How to install CyanogenMod using the Mac installer
You can now install the popular Android OS variant CyanogenMod using a Mac and the official installer. It's almost too easy.
The process of installing CyanogenMod (CM) on a compatible device has traditionally been something shrouded in ADB commands and trial and error. For those uncomfortable with tinkering and messing around with unlocking a bootloader and flashing files to your device CyanogenMod can be very intimidating.
The CyanogenMod team knew this, so it released a Windows installer late in 2013 and as of early this week, the Mac version was made available. What this means for users is the ability to install the latest stable version of CyanogenMod in under 5 minutes.
Of course, before you dive into any of this make sure you back up your device. The installation process will delete all information stored on your device. Back up your photos, videos and anything else you deem valuable.
Before you get too excited, you'll need to look at the list of compatible devices. If your device is on the list, then head on over to the Google+ community page and download the CyanogenMod Installer app.
Another piece of the puzzle you'll need to put in place is the companion app for your Android device. This was the same app from the Play store. You can download the APK for the app by visiting get.cm/app on your Android device. After installing the app, follow the instructions on the screen. Then after a few basic tasks the app will tell you when you're ready to connect your device to your computer and run the CyanogenMod Installer app.
From here the process is incredibly simple. You connect your device, the installer identifies and then downloads the required files and packages. You'll be asked to touch your device only once, and that's to confirm you want to unlock your bootloader. Other than that, the installer takes care of everything.
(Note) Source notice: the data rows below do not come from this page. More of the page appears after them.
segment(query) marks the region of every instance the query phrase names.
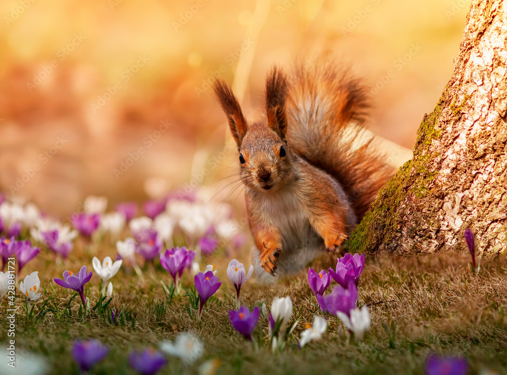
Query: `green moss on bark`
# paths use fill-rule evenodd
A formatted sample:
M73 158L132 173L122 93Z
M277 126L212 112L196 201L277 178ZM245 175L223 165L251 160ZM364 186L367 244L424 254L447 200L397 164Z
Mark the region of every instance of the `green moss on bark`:
M441 137L442 130L435 126L445 108L443 95L433 111L425 115L417 131L412 159L404 164L380 190L370 210L344 244L349 252L373 254L381 244L388 248L401 227L400 215L402 200L415 194L427 195L428 186L437 172L429 171L428 165L434 157L430 152L433 139Z

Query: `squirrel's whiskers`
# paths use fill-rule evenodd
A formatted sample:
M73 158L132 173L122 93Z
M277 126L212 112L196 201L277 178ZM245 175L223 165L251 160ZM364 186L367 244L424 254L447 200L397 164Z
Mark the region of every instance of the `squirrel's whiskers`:
M227 84L214 88L238 147L233 183L245 187L258 278L274 280L277 270L298 271L338 250L393 173L373 138L363 140L369 105L359 81L329 63L297 66L290 79L274 68L266 120L252 123Z

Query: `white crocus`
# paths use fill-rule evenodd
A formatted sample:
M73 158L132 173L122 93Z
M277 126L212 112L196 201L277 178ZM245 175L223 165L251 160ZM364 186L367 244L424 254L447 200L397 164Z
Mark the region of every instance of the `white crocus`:
M174 224L174 219L168 214L161 214L155 218L153 222L153 226L159 237L166 243L172 237Z
M275 297L271 303L271 316L275 321L275 325L279 321L281 322L280 325L280 331L285 329L291 315L292 315L292 300L291 299L291 297L288 296L281 298Z
M116 275L116 273L120 269L122 266L123 261L120 259L117 260L114 263L111 259L111 257L106 257L100 264L100 261L97 257L93 257L92 260L92 264L93 265L93 269L98 277L102 279L102 294L105 294L105 288L107 286L107 282Z
M133 261L135 254L135 240L132 237L128 237L123 241L117 241L116 250L122 259Z
M142 271L135 262L135 240L132 237L128 237L123 241L117 241L116 250L122 259L129 260L135 273L143 280L144 277L142 275Z
M83 203L85 211L88 214L103 214L107 207L107 198L105 196L89 195Z
M234 288L236 288L236 307L237 309L239 308L239 291L241 289L241 286L250 278L253 272L253 265L250 266L248 273L246 274L243 263L236 259L232 259L229 263L229 266L227 267L227 276L231 282L234 284Z
M299 341L299 347L303 348L312 340L319 340L325 332L328 323L322 317L315 315L313 317L313 324L310 325L307 323L306 329L301 333L301 339Z
M109 282L109 284L107 285L107 290L105 291L105 295L108 298L113 296L113 283L111 282Z
M216 275L216 266L214 264L208 264L206 266L206 269L204 269L204 273L205 274L208 271L212 272L213 275Z
M198 359L204 351L202 343L198 337L189 333L180 333L174 343L163 341L159 348L166 354L177 357L188 363Z
M148 216L141 216L134 218L128 223L129 227L134 236L152 227L153 221Z
M127 219L119 212L110 212L100 218L100 229L103 232L111 233L111 238L117 239L125 227Z
M188 200L172 199L167 201L165 210L171 217L177 221L186 216L193 207L193 203Z
M199 262L197 260L194 260L192 262L191 268L192 269L192 273L194 276L201 271L201 267L199 265Z
M9 291L9 280L10 279L9 277L9 273L8 272L4 274L2 271L0 271L0 300Z
M16 223L22 222L24 216L23 207L21 204L8 202L0 204L0 219L5 228L11 228Z
M12 349L11 349L12 350ZM46 375L51 371L51 367L48 364L46 360L42 357L29 352L23 348L21 348L16 353L16 362L9 359L9 356L3 355L0 356L0 368L6 369L2 373L9 375ZM0 347L0 351L2 353L9 352L8 346ZM20 355L19 353L22 353ZM12 366L12 363L15 363L16 367ZM12 366L12 367L11 367ZM9 367L11 368L9 368ZM7 370L7 369L9 369Z
M206 217L196 210L192 210L182 218L178 224L182 230L191 238L202 235L209 227L209 222Z
M239 232L239 225L235 220L222 221L215 226L215 231L219 237L231 240Z
M371 321L370 312L365 304L362 309L356 308L350 310L350 317L341 311L336 312L336 315L340 318L345 326L353 332L358 337L370 328Z
M19 290L25 295L26 300L26 311L30 312L30 301L39 299L40 293L37 292L41 289L41 281L39 272L32 272L25 276L25 280L19 283Z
It's really important to make sure your device is charged, and you don't unplug or power off your device at any time during the installation.
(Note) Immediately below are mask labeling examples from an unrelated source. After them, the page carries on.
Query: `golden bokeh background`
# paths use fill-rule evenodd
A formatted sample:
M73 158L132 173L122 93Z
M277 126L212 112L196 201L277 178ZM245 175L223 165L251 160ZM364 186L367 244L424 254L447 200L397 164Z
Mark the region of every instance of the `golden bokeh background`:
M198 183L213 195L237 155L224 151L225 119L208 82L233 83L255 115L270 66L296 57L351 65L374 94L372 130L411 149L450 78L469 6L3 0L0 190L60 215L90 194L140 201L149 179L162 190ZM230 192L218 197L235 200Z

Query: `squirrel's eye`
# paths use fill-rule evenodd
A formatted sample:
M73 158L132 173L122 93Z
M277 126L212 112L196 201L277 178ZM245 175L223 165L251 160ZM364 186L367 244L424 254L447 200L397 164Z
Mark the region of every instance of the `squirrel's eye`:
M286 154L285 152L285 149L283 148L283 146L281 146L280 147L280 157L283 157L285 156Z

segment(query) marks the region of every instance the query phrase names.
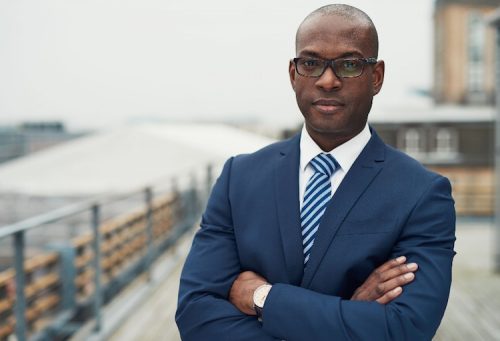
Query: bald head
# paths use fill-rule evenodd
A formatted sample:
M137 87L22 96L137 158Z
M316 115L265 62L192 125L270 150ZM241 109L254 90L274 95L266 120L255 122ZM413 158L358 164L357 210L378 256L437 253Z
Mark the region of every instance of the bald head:
M300 44L301 32L308 25L313 24L318 17L331 17L332 20L335 18L343 18L365 31L368 34L368 39L370 40L370 46L373 49L373 57L378 57L378 34L373 21L370 17L362 10L344 4L332 4L326 5L318 8L317 10L310 13L300 24L297 29L297 34L295 36L295 47L298 49ZM357 37L353 36L353 39Z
The installer will let you know when it's finished. Total time from clicking on the Install button until I was watching my device reboot into CyanogenMod was 3 minutes. Actually, it took longer for my device to boot up the first time running CM 11 than the entire installation process did. There was a software update available upon first boot, but other than that it was the normal setup process for an Android device, but with the added flavor of CM 11.
I did run into an issue the first time I tried using the installer, which is expected since the product is technically in public beta.
When prompted to click on install after all of the appropriate files had been downloaded, I closed out the app and relaunched it. Upon relaunching the installer, it would close out on its own as soon as it recognized my device was connected. According to the support forums, this seems to be a common issue, and one that will hopefully be fixed soon. What I eventually figured out was the files were already downloaded, and once the installer tried to redownload them, it threw an error and closed the app. To get around this, I deleted the "cminstaller" folder that contains the downloaded files located in my Home folder. Your experience may vary.